CONSORTIUM NEWS - Edited by Robert Parry


March 23, 2004

GAO Says White House Lying About Drug Science is Perfectly Okay

White House Gets Permission to Lie (3/11/2004 - Marijuana Policy Project press release)

Responding to a request by U.S. Rep. Ron Paul (R-TX), the General Accounting Office (GAO), the investigative arm of Congress, yesterday gave the White House Office of National Drug Control Policy (ONDCP) unfettered permission to mislead the public in the name of opposing drug legalization.

In the run-up to the November 2002 elections, ONDCP campaigned aggressively against state ballot measures to reform marijuana laws and other anti-drug policies. Part of this effort was a letter to local prosecutors from ONDCP Deputy Director Scott Burns, which made a number of statements considered misleading by experts, including the claims that "marijuana and violence are linked" and "no credible research suggests" that marijuana has medical uses.

In an April 2, 2003, letter, available here, Paul asked the GAO to investigate whether the Burns letter violated the ban on use of taxpayer funds for "publicity and propaganda" as well as the longstanding GAO position that "the government should not disseminate misleading information."

In its March 10 response to Paul, the GAO declared, in essence, that the truth or falsity of ONDCP's statements is irrelevant. "ONDCP is specifically charged with the responsibility for 'taking such actions as necessary to oppose any attempt to legalize the use' of certain controlled substances such as marijuana," wrote GAO General Counsel Anthony Gamboa. "Given this role, we do not see a need to examine the accuracy of the Deputy Director's individual statements in detail." The full GAO response is available here.

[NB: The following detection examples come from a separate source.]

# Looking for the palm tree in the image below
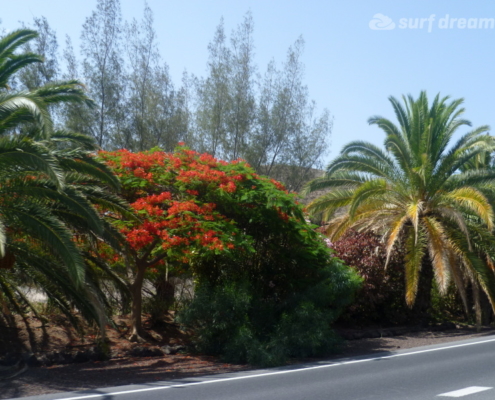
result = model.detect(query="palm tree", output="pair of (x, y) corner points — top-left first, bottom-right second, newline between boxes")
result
(306, 92), (495, 309)
(0, 29), (131, 332)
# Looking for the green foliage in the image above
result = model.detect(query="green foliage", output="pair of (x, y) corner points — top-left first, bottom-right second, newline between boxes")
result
(180, 178), (361, 366)
(307, 92), (495, 310)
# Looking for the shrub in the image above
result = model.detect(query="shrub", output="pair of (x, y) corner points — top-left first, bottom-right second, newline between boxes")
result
(100, 146), (359, 365)
(331, 230), (415, 326)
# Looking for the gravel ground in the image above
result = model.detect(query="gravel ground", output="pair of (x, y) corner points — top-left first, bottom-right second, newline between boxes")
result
(0, 328), (495, 399)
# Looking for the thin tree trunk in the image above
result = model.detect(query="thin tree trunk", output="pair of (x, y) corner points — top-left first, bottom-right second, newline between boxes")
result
(471, 278), (483, 332)
(129, 265), (146, 342)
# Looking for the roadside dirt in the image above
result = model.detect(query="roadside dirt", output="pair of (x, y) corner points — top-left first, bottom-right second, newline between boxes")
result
(0, 317), (495, 399)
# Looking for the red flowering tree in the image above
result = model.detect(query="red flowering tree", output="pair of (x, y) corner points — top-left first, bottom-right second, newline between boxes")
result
(99, 146), (293, 340)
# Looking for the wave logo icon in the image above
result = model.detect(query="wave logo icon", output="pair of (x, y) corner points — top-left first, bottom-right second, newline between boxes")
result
(369, 13), (395, 31)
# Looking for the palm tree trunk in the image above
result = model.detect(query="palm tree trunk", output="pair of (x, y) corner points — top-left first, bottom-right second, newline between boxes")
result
(413, 253), (433, 323)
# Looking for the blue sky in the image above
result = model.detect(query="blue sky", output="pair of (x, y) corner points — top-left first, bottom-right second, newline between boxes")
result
(0, 0), (495, 164)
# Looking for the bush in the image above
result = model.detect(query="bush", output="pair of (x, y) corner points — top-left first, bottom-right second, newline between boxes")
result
(331, 230), (416, 326)
(179, 244), (360, 367)
(100, 146), (360, 365)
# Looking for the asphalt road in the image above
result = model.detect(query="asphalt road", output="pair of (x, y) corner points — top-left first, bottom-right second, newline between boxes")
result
(12, 336), (495, 400)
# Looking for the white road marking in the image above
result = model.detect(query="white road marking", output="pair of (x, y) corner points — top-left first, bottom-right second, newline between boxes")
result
(53, 339), (495, 400)
(439, 386), (493, 397)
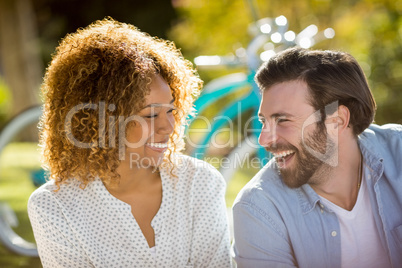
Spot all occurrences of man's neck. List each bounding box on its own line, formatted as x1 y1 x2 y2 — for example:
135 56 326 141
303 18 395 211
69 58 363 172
310 140 363 211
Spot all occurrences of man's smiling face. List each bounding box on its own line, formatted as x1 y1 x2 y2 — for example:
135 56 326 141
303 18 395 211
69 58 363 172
259 80 335 188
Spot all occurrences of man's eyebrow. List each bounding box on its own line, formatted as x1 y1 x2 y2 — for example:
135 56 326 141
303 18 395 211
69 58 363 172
142 99 175 109
270 112 294 119
258 112 294 119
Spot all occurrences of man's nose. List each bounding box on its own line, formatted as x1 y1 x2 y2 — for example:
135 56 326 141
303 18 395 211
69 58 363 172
258 124 278 147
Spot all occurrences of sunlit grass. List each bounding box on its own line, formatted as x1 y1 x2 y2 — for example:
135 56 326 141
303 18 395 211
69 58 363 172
0 143 41 267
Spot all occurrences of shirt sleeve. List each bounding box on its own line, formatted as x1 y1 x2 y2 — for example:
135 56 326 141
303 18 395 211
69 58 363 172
28 191 93 268
232 202 297 268
192 163 231 268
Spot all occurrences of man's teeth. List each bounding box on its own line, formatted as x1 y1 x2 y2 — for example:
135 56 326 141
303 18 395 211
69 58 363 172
147 143 167 148
273 151 294 158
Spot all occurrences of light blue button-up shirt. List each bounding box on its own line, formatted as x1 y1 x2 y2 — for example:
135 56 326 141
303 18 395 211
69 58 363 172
232 125 402 268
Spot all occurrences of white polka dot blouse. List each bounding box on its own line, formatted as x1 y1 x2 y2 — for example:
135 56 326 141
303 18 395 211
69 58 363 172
28 156 231 268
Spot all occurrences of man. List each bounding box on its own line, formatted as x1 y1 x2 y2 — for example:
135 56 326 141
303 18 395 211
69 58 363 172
233 48 402 268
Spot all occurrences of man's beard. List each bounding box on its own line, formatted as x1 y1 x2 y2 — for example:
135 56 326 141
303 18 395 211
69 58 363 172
273 126 336 188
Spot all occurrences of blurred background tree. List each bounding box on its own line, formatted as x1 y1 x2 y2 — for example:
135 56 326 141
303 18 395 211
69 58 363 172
168 0 402 124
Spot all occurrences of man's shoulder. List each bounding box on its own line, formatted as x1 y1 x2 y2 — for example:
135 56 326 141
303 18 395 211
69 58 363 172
359 124 402 158
234 160 296 206
360 124 402 139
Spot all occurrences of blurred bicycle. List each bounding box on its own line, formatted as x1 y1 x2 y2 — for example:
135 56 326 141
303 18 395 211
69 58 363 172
186 16 335 183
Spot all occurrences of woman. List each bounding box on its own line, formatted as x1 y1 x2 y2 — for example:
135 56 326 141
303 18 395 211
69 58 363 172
28 19 230 267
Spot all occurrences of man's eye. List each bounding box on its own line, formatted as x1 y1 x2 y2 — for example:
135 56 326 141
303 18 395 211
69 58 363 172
276 118 289 123
167 108 176 114
143 114 158 119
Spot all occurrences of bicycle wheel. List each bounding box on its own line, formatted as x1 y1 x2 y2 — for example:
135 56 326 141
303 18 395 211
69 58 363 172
0 106 42 257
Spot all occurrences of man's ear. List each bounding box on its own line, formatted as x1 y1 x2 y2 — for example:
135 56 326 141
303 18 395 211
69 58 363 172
325 105 350 134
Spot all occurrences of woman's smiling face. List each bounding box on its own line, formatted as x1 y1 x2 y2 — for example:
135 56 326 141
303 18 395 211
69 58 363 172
126 75 176 168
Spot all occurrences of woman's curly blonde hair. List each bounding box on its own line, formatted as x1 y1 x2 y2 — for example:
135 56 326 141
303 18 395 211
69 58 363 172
40 18 202 187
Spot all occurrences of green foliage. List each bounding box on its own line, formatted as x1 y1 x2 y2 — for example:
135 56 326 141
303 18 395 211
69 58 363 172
0 143 41 267
0 77 11 126
169 0 402 124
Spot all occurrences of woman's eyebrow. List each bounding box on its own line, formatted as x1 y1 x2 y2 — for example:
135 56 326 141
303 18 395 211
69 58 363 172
143 99 174 109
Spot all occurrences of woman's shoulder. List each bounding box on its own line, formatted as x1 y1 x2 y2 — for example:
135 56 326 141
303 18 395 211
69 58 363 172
170 155 226 188
28 179 82 210
175 154 222 177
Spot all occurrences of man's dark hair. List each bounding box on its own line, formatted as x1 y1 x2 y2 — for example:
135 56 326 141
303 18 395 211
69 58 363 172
255 48 376 136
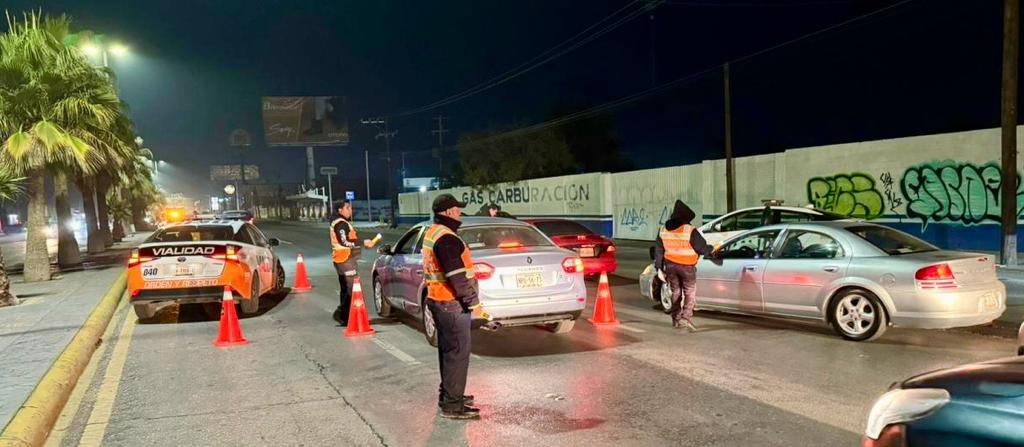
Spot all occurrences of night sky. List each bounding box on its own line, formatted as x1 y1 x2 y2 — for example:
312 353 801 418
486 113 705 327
3 0 1002 202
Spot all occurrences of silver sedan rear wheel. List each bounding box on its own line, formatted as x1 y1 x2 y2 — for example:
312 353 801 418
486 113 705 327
830 289 889 342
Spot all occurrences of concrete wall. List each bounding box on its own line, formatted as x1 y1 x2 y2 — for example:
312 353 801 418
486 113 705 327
399 127 1024 250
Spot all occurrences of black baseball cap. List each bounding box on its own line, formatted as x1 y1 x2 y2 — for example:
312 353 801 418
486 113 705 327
432 194 466 213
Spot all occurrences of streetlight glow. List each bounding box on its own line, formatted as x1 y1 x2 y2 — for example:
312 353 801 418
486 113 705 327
110 43 128 57
82 43 99 56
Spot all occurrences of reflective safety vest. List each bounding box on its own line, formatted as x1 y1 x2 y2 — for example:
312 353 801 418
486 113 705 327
660 225 700 265
331 218 359 264
422 223 476 301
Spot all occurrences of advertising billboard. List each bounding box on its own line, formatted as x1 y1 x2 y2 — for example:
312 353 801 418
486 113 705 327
263 96 348 146
210 165 259 181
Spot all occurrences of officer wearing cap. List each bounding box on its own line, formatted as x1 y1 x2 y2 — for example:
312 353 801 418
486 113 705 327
422 194 484 419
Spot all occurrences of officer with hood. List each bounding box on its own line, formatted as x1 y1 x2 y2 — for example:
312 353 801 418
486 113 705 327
654 200 714 332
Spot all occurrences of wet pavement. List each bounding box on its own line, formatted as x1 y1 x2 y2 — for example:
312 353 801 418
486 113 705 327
50 219 1015 446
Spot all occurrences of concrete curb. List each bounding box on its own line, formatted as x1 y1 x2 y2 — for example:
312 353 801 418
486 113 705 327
0 270 128 447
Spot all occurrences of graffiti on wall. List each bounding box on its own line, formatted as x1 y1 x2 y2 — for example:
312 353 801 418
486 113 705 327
900 161 1024 227
807 173 886 219
879 172 903 214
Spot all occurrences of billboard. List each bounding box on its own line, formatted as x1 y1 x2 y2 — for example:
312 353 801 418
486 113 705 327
263 96 348 146
210 165 259 181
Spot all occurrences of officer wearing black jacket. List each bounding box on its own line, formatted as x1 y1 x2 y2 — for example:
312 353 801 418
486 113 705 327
422 194 485 419
654 200 714 331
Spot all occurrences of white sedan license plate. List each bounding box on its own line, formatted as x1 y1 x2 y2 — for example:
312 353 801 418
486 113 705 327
515 273 544 288
174 264 197 276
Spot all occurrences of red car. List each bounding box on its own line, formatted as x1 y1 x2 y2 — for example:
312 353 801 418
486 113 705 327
523 219 618 275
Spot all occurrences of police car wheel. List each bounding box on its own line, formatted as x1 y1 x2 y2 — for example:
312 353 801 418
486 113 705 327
374 278 391 317
420 299 437 348
273 261 288 292
242 273 259 315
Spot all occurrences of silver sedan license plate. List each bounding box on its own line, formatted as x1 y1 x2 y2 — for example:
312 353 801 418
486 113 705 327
515 273 544 288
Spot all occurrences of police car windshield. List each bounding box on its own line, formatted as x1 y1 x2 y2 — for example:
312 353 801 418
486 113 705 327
146 225 234 242
459 225 552 250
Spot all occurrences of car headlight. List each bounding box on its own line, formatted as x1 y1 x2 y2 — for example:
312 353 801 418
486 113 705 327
864 388 949 439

The declaration appears to contradict prior GAO actions. In 1976, for example, the GAO ruled that a pamphlet about nuclear energy was "not a proper document for release to the public" because of its misleading and one-sided statements.

"Amazingly, the GAO has ruled that the truth simply doesn't matter in the so-called 'War on Drugs,' " said Steve Fox, director of government relations for the Marijuana Policy Project in Washington, D.C. "This is even more shocking than the simultaneous GAO ruling on the administration's Medicare ads. In that case they suggested the ads were perhaps in a gray zone, but here they are saying that accuracy is irrelevant and lying is not a problem. We believe the American public expects better from their government."